Tall Danacor visibly had his mouth open to say “you’re too short” when Sylvi added, “And Dad says that if you tell me I’m too short you’re to talk to him and I’m going to be a lesson in letting your subjects make their own decisions.” Whereupon Danacor stopped looking like a pompous prig and more like a young man who still sometimes found being the king’s heir rather a strain.
“Okay.” He smiled a little. “Diamon is pretty short himself. I think he likes short people best. First time you knock him down I’ll—I’ll give you a sword.”
She had still not attained such a height of glory, although on a good day she could make him take a step backward he hadn’t meant to take.
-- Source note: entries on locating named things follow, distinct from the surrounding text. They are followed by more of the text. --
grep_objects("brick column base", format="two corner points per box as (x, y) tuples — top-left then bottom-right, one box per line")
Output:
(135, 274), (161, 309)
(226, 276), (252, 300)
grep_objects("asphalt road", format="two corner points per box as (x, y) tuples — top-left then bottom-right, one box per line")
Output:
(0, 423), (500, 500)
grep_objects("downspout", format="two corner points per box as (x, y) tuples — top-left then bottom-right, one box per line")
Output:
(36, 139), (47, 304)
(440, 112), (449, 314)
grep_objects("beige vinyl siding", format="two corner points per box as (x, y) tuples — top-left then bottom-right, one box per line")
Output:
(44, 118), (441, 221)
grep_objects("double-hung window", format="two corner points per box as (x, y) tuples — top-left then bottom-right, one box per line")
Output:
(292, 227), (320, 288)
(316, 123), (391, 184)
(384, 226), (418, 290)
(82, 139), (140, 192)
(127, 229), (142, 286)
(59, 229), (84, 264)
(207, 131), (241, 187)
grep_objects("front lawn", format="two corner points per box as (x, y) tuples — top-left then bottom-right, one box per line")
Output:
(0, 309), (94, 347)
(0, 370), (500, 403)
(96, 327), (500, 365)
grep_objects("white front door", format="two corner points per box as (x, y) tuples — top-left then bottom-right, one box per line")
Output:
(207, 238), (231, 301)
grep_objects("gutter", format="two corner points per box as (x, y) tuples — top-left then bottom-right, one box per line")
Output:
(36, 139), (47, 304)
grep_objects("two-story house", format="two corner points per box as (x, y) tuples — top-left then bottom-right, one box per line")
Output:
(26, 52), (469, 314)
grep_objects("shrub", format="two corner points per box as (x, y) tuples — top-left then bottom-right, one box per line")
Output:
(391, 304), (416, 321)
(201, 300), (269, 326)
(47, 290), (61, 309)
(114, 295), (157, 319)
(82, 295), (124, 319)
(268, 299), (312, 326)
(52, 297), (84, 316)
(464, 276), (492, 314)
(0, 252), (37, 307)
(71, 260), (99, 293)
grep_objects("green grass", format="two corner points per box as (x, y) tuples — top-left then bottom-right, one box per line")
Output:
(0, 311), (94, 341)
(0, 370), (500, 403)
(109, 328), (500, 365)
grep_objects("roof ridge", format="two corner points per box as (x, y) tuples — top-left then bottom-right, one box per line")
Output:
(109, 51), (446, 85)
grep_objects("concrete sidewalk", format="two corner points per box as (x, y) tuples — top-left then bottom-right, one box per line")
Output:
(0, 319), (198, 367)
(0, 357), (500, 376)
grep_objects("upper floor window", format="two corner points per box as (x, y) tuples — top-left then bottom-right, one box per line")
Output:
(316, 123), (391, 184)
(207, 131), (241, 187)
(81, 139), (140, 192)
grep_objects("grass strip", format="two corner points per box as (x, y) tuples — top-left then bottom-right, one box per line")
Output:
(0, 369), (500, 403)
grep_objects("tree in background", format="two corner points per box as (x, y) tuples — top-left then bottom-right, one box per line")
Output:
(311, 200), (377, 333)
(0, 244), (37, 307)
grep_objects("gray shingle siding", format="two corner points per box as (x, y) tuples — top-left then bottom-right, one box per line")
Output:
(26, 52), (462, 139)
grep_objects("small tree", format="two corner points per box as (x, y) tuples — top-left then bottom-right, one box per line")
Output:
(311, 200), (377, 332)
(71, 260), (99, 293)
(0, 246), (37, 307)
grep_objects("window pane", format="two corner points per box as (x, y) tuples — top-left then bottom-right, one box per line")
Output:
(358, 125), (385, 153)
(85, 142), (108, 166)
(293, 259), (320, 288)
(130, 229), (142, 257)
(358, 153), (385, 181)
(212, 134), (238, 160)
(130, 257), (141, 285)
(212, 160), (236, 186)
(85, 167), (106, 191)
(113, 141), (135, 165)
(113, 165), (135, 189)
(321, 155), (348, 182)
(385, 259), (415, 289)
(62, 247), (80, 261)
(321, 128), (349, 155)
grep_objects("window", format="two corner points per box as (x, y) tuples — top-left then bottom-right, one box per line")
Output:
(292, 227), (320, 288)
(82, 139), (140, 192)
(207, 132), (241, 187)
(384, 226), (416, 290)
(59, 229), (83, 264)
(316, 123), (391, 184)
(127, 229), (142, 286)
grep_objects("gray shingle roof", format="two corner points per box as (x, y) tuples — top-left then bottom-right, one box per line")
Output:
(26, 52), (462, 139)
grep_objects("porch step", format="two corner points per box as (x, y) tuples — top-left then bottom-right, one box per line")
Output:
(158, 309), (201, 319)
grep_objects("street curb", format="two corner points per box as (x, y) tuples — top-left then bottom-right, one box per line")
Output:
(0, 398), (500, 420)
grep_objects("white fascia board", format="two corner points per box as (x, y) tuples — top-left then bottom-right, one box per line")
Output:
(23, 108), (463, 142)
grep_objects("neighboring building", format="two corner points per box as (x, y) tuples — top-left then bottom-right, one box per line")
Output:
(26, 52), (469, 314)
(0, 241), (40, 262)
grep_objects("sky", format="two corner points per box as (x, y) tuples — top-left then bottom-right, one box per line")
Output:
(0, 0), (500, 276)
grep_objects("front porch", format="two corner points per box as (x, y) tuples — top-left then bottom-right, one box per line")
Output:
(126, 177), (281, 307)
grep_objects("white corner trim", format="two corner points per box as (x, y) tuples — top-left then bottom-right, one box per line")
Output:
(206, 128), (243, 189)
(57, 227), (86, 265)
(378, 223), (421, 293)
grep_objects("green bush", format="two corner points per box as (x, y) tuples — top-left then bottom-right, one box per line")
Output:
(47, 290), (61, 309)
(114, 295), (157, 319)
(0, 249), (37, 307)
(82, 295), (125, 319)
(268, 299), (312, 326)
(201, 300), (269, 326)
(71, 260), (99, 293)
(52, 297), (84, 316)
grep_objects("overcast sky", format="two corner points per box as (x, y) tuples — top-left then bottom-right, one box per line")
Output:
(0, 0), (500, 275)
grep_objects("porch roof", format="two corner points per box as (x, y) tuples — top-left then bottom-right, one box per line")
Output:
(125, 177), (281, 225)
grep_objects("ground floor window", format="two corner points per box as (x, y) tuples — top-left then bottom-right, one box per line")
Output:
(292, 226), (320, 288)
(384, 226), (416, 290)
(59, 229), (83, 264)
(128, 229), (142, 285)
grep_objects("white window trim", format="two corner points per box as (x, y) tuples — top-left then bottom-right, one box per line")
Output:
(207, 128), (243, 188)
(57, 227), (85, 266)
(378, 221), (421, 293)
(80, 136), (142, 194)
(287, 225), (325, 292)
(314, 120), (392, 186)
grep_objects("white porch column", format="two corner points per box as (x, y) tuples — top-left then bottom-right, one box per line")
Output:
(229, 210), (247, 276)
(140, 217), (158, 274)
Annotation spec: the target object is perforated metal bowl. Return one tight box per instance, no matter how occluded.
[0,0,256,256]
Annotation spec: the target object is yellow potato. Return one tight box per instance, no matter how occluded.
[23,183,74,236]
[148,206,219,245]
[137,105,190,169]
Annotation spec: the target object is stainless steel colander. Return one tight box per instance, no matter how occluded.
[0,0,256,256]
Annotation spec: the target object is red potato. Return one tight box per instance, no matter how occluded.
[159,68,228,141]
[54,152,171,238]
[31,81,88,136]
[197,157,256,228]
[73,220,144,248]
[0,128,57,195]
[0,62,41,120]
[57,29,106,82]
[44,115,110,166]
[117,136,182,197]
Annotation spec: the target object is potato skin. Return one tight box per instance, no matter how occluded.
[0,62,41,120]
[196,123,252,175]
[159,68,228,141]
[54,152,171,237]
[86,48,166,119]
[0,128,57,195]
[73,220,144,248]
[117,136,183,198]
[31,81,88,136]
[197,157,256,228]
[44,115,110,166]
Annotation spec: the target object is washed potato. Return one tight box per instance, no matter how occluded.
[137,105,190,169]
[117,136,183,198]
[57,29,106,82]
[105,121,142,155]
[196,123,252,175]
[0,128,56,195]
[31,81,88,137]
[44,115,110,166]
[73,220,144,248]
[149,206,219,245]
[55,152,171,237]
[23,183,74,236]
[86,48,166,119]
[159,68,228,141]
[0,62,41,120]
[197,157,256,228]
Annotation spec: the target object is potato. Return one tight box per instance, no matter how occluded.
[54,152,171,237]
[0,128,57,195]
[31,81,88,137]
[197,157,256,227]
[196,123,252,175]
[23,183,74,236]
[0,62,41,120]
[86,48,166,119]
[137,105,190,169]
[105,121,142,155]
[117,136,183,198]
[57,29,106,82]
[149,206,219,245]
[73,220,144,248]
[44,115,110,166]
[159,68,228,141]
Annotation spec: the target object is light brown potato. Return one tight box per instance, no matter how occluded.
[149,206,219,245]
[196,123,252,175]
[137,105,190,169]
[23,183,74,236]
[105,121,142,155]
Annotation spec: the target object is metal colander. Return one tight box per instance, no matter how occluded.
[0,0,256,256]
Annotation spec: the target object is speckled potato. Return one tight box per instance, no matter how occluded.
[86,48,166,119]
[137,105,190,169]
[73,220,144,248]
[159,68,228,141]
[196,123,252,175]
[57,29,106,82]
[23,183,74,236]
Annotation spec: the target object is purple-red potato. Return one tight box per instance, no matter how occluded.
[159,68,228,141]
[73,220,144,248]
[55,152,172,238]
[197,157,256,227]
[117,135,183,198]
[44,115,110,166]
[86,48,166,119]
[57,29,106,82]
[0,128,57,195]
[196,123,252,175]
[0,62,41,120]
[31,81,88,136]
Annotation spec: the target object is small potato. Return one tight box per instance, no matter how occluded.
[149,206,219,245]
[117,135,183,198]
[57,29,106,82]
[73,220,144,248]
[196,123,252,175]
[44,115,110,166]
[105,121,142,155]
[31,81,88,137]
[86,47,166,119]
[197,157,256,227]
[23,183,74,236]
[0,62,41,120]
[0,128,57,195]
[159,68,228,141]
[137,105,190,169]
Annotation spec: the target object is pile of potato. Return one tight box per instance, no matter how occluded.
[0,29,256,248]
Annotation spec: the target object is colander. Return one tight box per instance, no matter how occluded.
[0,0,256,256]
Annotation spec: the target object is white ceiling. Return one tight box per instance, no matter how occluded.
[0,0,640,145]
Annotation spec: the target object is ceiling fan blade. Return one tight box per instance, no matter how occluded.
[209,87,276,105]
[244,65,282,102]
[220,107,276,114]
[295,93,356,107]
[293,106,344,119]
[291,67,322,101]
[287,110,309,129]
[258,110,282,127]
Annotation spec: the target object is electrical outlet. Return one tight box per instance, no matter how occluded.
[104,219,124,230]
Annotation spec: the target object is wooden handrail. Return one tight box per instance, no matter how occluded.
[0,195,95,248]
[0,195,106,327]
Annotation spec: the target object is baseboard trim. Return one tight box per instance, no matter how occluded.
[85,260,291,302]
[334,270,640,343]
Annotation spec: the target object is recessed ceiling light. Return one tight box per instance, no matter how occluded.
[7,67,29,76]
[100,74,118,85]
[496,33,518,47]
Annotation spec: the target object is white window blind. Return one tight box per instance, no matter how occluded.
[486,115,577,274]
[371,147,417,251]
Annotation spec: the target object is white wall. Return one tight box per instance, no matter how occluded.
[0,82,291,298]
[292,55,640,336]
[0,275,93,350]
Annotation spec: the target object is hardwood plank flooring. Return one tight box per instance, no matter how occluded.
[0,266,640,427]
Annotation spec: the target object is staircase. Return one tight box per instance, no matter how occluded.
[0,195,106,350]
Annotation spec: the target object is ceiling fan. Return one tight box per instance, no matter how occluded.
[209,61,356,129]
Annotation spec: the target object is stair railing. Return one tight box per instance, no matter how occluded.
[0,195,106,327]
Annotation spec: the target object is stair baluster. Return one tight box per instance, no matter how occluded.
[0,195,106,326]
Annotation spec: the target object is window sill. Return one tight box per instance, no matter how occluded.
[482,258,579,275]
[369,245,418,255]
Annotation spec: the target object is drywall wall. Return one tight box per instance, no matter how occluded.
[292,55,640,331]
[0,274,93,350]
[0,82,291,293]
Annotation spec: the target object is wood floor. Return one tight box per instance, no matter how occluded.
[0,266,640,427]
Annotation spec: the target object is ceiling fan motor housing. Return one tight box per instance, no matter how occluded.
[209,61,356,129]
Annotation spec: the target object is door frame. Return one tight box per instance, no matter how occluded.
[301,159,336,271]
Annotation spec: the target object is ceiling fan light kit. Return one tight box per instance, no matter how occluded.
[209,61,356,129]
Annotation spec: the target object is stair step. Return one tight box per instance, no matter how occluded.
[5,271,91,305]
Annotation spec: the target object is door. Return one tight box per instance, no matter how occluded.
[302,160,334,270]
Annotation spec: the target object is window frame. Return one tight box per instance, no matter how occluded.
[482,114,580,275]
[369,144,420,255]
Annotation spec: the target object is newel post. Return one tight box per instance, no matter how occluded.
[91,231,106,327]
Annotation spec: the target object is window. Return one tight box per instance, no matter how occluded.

Four years ago it had been a matter of principle that she wanted lessons in combat, and Sylvi, as she crossed swords or staves with Lucretia or Diamon or any of the others, or as she released her arrow or fired her crossbow bolt or rode at the large straw bolster (on wheels, to make hitting it more interesting), told herself it was still only a matter of principle that she should learn the arts of war. There had been skirmishes many times before, since Viktur and Balsin had come through the Dravalu Pass; with humans beyond the borders of her father’s realm, and with taralians and norindours, ladons and wyverns within it. Some of those skirmishes had been fierce enough and lasted long enough to be called wars.
“There is a theory,” Ahathin had once told her, “that we are here in a kind of—nexus, a crossroads, a meeting place of force and power. That there is a reason why we are so plagued not merely by taralians and norindours, but that ladons and wyverns, which should not be natural to our climate and geography, are drawn back here. That it is this convergence that attracts rocs. And . . .”
“And pegasi,” interrupted Sylvi, not wanting to think about rocs or magical convergences. “The only pegasi there are are here, are ours.”
“Yes,” said Ahathin.“So far as we know, the pegasi that are a part of our lives are the only pegasi anywhere.”
“Then we had better keep them alive, hadn’t we?” said Sylvi.
“Yes. Yes, we had indeed.”
That’s what it is like at a crossroads, Sylvi said to herself. They were only having a bad season, an unsettled year—or two years, or three. Nothing to do with a princess and her pegasus, or with Fthoom. The Alliance did live, visibly, in the bond between her and Ebon. Let them exploit that....
Especially if it included seeing the Caves, she told herself honestly, the night before they were due to leave. Her head was still ringing with the good wishes (and the good advice) of all of those who had come to the medium-sized dinner in her and Ebon’s honour that evening—ringing as well, she felt, with all the things that had not been said, mostly by those who had continued to oppose her going, but whom her father had thought it was politic to invite to the dinner to send her off.